SP stelt vragen over Kijkwijzer

logo

Nieuwsbrief
TV-geweld
2007 nr. 1



Vragen van het lid Jasper van Dijk (SP) aan de minister van OCW over het functioneren van de Kijkwijzer. Gesteld 4 mei en beantwoord 25 mei 2007.
  1. Wat is uw oordeel over het bericht 'Nicam Kijkwijzer is te soepel'? (1)
    Antwoord:
    De Telegraaf baseert het bericht op de reactie van zijn lezers op de stelling 'De NICAM hanteert te soepele normen'. Onbekend is hoeveel Telegraaflezers hebben gereageerd. Onduidelijk is ook of De Telegraaf nog aanvullende vragen heeft gesteld aan de lezers. Er lijkt derhalve geen sprake van een degelijk, representatief onderzoek.

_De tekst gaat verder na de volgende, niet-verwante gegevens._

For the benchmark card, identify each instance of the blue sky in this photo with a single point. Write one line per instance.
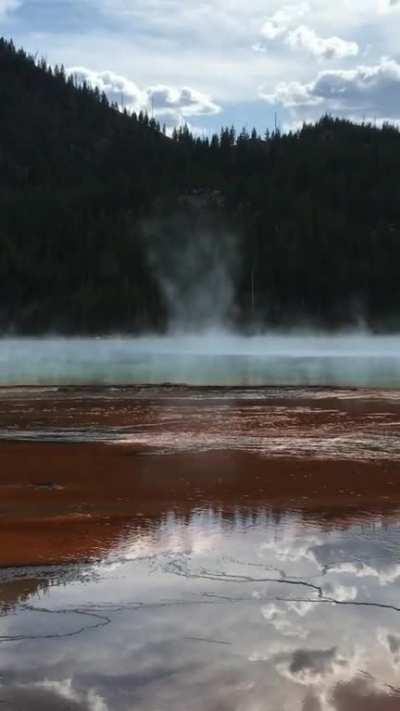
(216, 62)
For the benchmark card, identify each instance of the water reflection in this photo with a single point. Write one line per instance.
(244, 610)
(216, 358)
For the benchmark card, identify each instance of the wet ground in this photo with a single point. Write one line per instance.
(208, 549)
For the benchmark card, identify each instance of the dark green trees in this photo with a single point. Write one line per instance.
(310, 220)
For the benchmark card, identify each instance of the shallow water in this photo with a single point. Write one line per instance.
(229, 549)
(255, 609)
(215, 358)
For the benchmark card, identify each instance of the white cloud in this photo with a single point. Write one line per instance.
(117, 88)
(369, 91)
(330, 48)
(282, 26)
(185, 102)
(280, 22)
(7, 6)
(168, 104)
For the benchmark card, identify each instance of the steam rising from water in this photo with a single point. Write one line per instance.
(211, 358)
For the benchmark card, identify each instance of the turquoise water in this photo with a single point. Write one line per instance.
(210, 359)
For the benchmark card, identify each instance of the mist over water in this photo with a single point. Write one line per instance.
(214, 357)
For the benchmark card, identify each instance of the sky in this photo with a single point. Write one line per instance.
(210, 63)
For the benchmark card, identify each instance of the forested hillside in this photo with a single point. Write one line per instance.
(98, 207)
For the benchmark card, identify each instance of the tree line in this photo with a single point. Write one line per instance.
(84, 188)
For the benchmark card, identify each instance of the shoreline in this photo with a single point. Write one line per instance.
(117, 463)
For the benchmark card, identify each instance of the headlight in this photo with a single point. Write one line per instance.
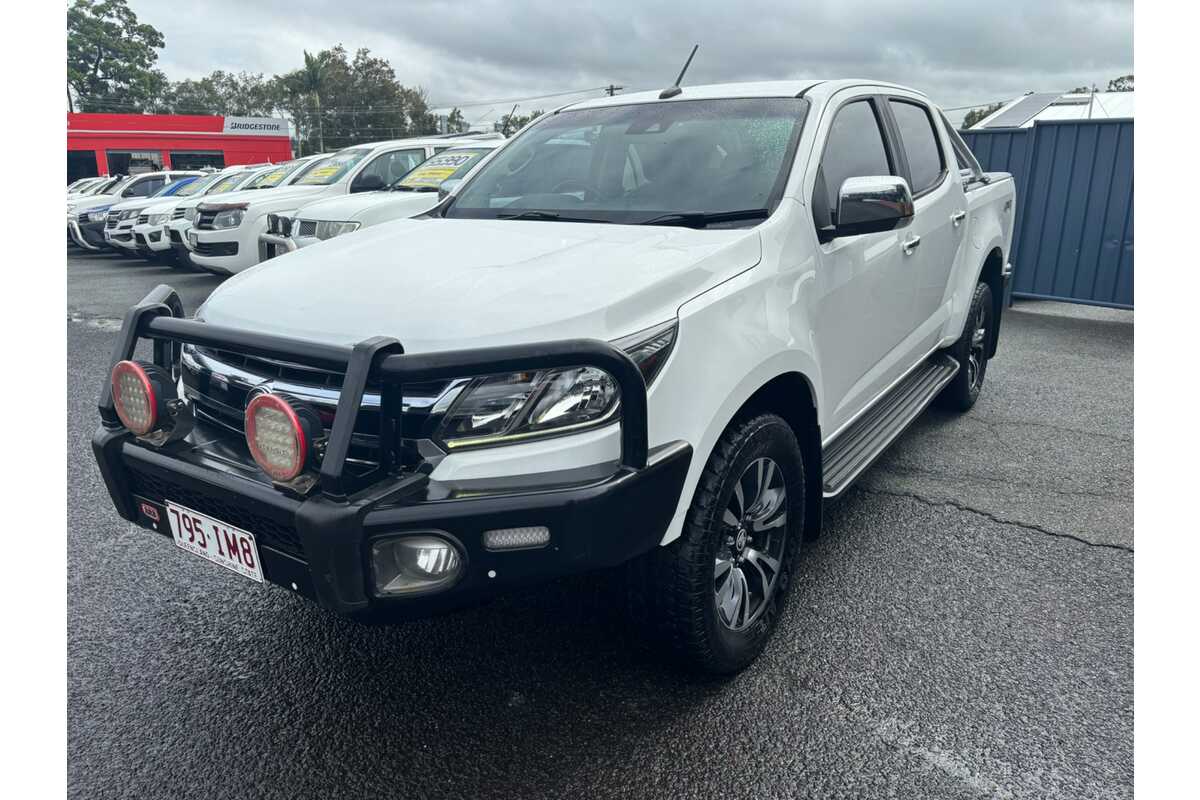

De conclusies in het Telegraaf bericht stemmen niet overeen met diverse eerdere onderzoeken en monitors naar de beoordeling en het gebruik van Kijkwijzer door ouders (3). Deze geven een beduidend ander beeld van de opvattingen over Kijkwijzer.
  2. Bent u het eens met 79 procent van de respondenten, die vindt dat de Kijkwijzer scherper toegepast moet worden op de programma’s? Zo ja, wat gaat u doen om dit te bereiken?
    Antwoord:
    De criteria waarmee Kijkwijzer werkt zijn vastgesteld door onafhankelijke deskundigen. Uit onafhankelijke buitenlandse vergelijkingen (TV Diskurs) blijkt dat de classificaties van Kijkwijzer op het niveau van omringende landen liggen of soms strenger zijn. Zowel de wetenschapscommissie als de adviescommissie van het NICAM zijn voortdurend bezig het systeem verder te verbeteren. Dit gebeurt op basis van klachten van gebruikers, opmerkingen van codeurs, algemene maatschappelijke tendensen en voortschrijdend wetenschappelijk inzicht. Binnenkort wordt het systeem verder verfijnd met de invoering van een nieuw leeftijdsadvies (9 jaar). Onlangs is een speciale module voor classificatie van videoclips geïntroduceerd. Daarmee beweegt Kijkwijzer mee met de maatschappelijke vraag.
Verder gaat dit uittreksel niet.